The next day, camp authorities reported her disappearance. A huge hunt was launched, involving Tamarack County Sheriff’s personnel, the state patrol, Minnesota’s Bureau of Criminal Apprehension, and, because of the Kings’ Fargo connection and the possibility that the girl had been abducted and taken out of state, the FBI. Everyone who could be identified in the bar the night the girl went missing, particularly the members of the two gangs, was hauled in and relentlessly questioned, to no avail. The bar had no security cameras, so no record of comings and goings. The town of Yellow Lake was turned upside down in the search for clues, evidence of what might have occurred.

There was hope of a ransom demand, but when nothing materialized, the family offered a reward of $50,000 for information that led to finding their daughter.
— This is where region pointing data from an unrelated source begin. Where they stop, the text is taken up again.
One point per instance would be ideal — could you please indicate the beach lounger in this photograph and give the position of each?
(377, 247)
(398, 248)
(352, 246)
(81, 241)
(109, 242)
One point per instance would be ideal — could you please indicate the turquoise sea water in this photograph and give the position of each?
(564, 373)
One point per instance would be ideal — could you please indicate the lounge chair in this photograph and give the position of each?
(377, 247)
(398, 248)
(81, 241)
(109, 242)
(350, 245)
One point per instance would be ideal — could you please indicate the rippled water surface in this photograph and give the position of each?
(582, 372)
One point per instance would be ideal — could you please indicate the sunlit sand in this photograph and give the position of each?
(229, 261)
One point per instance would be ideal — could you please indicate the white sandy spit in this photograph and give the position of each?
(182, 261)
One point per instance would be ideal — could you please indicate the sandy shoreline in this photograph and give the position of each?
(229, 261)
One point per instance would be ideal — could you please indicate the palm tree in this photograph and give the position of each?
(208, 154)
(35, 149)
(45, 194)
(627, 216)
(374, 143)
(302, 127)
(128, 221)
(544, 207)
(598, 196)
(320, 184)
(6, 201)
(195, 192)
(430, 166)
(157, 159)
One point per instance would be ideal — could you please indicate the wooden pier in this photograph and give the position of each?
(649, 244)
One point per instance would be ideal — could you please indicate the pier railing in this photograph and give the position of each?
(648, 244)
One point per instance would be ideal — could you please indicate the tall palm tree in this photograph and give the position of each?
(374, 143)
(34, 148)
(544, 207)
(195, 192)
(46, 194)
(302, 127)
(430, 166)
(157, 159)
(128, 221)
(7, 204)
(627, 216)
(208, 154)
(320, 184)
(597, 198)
Every call that resulted, and there were hundreds, was followed up but led nowhere.

The search had been ongoing for two weeks. They’d pinged her cell phone location, checked phone records, her text messages, social media posts. Everything ended the night she’d disappeared. They’d grilled Harvey Green and once again grilled everyone they could identify as having been in the bar that night. But until Waaboo stumbled upon a grave as he picked blueberries, there’d been no progress.

While Cork remained in the clearing, Daniel English took Waaboo and Stephen home, where he planned to call the situation in to the Tamarack County Sheriff’s Department. The drive took only half an hour, but because his son was unusually quiet, it felt like forever to Daniel.
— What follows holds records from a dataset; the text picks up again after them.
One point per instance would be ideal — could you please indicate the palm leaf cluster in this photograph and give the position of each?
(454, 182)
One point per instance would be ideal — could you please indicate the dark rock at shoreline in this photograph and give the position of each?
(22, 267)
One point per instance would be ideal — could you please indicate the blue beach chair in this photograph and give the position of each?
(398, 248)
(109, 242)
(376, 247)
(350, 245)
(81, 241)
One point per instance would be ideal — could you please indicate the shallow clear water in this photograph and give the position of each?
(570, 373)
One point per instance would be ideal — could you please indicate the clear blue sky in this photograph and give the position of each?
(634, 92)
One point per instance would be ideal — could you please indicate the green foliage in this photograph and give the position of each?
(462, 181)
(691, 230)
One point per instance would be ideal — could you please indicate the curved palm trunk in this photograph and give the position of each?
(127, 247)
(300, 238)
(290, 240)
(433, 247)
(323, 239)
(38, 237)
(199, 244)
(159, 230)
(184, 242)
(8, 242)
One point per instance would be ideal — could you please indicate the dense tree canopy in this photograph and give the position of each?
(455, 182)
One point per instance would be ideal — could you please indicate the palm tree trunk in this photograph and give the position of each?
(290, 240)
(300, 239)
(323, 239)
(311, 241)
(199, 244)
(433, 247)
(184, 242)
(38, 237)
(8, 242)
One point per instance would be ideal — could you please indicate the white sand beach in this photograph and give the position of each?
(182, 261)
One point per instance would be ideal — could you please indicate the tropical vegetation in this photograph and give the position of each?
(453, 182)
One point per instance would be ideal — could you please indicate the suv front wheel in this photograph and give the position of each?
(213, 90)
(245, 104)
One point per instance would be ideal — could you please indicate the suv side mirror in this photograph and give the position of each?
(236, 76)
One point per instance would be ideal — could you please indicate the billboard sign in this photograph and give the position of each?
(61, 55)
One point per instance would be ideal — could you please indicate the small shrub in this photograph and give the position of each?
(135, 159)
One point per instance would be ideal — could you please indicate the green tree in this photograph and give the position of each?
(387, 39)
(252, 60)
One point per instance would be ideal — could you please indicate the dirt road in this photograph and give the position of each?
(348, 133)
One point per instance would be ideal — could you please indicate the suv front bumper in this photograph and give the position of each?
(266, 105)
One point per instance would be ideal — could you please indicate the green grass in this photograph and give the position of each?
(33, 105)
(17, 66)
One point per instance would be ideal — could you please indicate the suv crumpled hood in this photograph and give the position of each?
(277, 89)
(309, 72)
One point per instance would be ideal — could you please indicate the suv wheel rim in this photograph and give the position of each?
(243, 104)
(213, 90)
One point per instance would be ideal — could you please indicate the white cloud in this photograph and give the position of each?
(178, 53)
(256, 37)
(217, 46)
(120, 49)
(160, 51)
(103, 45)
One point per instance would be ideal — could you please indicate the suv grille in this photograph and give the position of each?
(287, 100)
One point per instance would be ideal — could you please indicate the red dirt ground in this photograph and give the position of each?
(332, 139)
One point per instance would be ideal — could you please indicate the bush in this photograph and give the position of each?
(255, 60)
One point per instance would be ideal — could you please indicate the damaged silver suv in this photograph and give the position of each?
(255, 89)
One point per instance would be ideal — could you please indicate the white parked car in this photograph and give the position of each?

“She must have been looking at the sun,” Waaboo finally said. “Her eyes looked hurt.”

“Nothing hurts her now,” Stephen said. “She’s walking the Path of Souls.”

Waaboo shook his head. “Not yet. She’s still lost.” And he was quiet again.

“What did she look like?” Daniel asked.

“Like you and me.”

“Ojibwe?”

Waaboo nodded.

At the house on Gooseberry Lane, Jenny O’Connor and Rainy Bisonette were painting the railing and front porch posts. Jenny was Waaboo’s mother, Rainy his grandmother. They waved as Daniel pulled into the drive, but when they saw the empty hands of the men and the boy, who approached them across the lawn, Jenny said, “No blueberries? What happened?”

Before Daniel could respond, Waaboo said, “I saw a dead woman.”

Jenny had been holding a brush filled with paint. Daniel saw that her clothes and her face were spattered with spots like white freckles. She gave him a dark look of concern and puzzlement.

“Waaboo, I think your grandma has some cold lemonade for you inside.” Daniel looked hopefully at Rainy, his aunt.

“Of course,” Rainy said. “And there are fresh chocolate chip cookies in the jar.”

“She can’t find the Path of Souls,” Waaboo said.